To this I say, that space, antecedent to all determinate beings, is not capable of greater or less. The mistake lies in this, that we, having been accustomed to the measures of a foot, an ell, a mile, &c. &c., can easily frame ideas of them, where we suppose no body to be even beyond the bounds of the world, but our having ideas in our head proves not the existence of anything without us. But you will say, is not the space of a foot beyond the extremity of the universe less than the space of a yard? I answer, yes; that the idea of one, which I place there, is bigger than the idea of the other; but that there is anything real there existing, I deny; or by saying or imagining the space of a foot or yard beyond the extremity of the world, would suppose or mean anything more than that a body of a foot or a yard (of which I have the idea) may exist there, I deny. Indeed, should a body be placed a foot distant from the utmost extremity of the universe, one might say it was a foot distant from the world, which seems to me to be a bare relation, resulting from its position there, without supposing that space to be any real being existing there before, and interposed between them, but only that a real body of such dimensions may be placed between them without removing them further one from the other. For the relation makes itself appear in this, that whatsoever is so spoke of requires its correlative; and therefore, speaking of the universe, one cannot say it is distant, because without it we suppose no other determinate or finite being which may be the other term of this relation.
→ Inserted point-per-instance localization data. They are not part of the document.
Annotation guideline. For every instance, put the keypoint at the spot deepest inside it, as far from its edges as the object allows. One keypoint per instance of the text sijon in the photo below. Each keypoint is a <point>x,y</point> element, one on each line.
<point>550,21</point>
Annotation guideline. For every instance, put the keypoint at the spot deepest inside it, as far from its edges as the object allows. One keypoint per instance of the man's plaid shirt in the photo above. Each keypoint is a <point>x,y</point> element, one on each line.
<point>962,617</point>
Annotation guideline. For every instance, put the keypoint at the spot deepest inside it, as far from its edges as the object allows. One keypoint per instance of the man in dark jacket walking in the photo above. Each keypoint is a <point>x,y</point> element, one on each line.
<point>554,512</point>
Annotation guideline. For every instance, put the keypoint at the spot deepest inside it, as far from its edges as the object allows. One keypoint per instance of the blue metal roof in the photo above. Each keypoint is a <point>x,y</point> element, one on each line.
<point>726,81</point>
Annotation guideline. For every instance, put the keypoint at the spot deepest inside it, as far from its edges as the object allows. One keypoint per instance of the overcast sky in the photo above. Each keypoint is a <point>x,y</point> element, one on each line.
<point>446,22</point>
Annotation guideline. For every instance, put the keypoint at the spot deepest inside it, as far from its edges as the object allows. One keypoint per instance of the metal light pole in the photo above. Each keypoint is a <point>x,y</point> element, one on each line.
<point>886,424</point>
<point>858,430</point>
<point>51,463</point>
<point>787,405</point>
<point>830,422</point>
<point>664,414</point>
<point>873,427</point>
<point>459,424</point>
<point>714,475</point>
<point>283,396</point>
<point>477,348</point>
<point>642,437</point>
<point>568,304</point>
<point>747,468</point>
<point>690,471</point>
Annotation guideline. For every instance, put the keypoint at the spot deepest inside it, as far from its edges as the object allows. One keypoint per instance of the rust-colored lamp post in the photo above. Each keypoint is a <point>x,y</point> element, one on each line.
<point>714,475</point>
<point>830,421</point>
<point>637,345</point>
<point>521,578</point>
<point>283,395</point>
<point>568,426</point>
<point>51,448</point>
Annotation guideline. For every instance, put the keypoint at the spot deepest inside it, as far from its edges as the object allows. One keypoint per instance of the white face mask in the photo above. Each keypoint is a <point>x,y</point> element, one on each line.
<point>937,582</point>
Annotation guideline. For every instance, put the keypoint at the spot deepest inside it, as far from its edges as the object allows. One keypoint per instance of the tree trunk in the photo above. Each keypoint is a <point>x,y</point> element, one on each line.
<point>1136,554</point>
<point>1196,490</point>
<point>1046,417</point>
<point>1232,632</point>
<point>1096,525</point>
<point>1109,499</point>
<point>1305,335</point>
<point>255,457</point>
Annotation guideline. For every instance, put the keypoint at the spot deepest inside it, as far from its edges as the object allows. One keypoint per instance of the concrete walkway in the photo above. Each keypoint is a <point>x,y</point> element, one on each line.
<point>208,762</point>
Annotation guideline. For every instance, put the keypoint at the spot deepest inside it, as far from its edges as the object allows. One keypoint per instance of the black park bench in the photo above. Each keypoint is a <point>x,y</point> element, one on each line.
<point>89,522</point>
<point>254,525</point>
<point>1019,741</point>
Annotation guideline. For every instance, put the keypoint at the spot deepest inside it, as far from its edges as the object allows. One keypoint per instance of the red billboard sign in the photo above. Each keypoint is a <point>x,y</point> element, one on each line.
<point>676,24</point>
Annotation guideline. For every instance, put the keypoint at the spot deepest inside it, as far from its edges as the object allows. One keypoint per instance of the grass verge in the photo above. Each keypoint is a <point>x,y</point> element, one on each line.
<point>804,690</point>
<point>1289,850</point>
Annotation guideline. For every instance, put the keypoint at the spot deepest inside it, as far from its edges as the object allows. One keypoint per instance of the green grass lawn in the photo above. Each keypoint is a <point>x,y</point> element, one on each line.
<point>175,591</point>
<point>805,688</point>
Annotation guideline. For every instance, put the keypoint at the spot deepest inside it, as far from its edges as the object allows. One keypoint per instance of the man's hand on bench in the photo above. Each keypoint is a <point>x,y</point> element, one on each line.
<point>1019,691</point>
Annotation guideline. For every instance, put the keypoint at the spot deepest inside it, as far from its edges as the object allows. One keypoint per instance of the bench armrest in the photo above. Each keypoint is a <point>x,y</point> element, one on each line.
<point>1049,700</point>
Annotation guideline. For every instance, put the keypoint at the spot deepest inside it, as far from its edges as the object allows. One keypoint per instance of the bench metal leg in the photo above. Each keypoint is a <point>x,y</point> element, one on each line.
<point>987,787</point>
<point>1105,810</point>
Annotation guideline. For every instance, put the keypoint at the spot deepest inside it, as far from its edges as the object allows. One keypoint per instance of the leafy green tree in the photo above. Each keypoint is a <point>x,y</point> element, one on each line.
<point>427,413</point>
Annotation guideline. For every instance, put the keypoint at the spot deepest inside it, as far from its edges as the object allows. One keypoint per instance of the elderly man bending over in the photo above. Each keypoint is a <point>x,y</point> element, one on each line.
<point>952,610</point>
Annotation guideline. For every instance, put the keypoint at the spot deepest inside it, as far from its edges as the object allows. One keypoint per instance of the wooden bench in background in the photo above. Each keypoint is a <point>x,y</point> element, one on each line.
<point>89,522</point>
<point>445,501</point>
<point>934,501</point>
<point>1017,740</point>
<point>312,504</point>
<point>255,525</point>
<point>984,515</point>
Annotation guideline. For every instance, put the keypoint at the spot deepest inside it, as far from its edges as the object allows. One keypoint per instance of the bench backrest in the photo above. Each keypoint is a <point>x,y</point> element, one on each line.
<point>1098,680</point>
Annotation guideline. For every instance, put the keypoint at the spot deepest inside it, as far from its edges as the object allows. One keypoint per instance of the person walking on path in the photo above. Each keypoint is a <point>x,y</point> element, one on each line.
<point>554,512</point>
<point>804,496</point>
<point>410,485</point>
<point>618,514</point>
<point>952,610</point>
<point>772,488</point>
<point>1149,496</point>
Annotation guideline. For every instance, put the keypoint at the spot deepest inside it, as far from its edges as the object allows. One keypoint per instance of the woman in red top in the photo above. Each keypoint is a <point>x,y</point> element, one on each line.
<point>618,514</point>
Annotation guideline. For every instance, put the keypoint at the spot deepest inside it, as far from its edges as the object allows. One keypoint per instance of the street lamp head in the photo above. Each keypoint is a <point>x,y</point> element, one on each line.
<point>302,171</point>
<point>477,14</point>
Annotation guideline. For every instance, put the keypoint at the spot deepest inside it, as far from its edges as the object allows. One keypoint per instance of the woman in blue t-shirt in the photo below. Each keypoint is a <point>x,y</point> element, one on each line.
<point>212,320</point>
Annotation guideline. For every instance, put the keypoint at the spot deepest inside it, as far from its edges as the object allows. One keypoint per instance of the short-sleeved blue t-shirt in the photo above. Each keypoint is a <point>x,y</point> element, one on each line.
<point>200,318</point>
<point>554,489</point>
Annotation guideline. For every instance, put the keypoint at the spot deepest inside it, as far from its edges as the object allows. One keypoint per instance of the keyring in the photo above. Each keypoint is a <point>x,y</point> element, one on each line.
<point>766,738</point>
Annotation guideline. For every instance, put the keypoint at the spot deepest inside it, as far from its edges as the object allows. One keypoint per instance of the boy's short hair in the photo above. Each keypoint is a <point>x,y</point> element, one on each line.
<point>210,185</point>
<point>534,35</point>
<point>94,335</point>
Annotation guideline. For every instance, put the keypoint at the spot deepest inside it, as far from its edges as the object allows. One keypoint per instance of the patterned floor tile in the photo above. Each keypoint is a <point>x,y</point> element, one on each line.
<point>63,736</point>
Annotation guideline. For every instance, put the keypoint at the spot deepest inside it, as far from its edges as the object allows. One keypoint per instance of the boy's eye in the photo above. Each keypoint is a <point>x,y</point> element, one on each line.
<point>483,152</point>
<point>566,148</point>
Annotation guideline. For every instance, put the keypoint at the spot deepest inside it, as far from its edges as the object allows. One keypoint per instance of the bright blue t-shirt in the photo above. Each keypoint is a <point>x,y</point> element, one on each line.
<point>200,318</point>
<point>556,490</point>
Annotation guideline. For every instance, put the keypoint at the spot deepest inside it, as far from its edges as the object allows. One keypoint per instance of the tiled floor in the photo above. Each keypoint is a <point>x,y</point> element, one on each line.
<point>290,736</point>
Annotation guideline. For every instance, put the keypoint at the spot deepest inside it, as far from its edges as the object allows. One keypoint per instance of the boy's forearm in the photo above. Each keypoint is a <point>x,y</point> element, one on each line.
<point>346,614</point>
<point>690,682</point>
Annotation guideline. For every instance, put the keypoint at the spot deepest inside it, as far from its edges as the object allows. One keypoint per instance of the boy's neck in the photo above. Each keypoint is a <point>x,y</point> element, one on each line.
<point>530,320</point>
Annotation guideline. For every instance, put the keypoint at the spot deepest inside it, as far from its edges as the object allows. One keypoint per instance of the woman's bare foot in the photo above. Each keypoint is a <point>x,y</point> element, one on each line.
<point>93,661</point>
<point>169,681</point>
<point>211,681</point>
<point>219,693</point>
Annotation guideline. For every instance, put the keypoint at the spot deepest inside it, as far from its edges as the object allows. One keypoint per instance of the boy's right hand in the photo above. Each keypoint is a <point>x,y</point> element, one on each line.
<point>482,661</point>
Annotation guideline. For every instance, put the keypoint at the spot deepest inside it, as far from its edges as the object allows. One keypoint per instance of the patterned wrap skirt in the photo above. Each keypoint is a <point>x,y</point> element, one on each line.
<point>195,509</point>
It will be answered, perhaps, that one may suppose a point in that empty space, and then say it is a foot from that point. I answer, one may as easily suppose a body as a point, if the point be quid reale; if not, it being nothing, one cannot say the extremity or superficies of the world is a foot from nothing; so that be it a point, or body, or what other being one pleases, that is supposed there, it is evidence there is always required some real existence to be the other term of the relation.

And after all the suppositions that can be made, it can never truly be said that the utmost superficies of the world is a foot distant from anything, if there be nothing really existing beyond it, but only that imaginary space.

That which makes us so apt to mistake in this point, I think, is this, that having been all our lifetime accustomed to speak ourselves, and hear all others speak of space, in phrases that import it to be a real thing, as to occupy or take up so much space, we come to be possessed with this prejudice, that it is a real thing, and not a bare relation. And that which helps to it is, that by constant conversing with real sensible things, which have this relation of distance one to another, which we, by the reason just now mentioned, mistake for a real positive thing, we are apt to think that it as really exists beyond the utmost extent of all bodies, or finite beings, though there be no such beings there to sustain it, as it does here amongst bodies, which is not true. For though it be true that the black lines drawn on a rule have the relation one to another of an inch distance, they being real sensible things; and though it be also true that I, knowing the idea of an inch, can imagine that length without imagining body, as well as I can imagine a figure without imagining body; yet it is no more true that there is any real distance in that which we call imaginary space, than that there is any real figure there.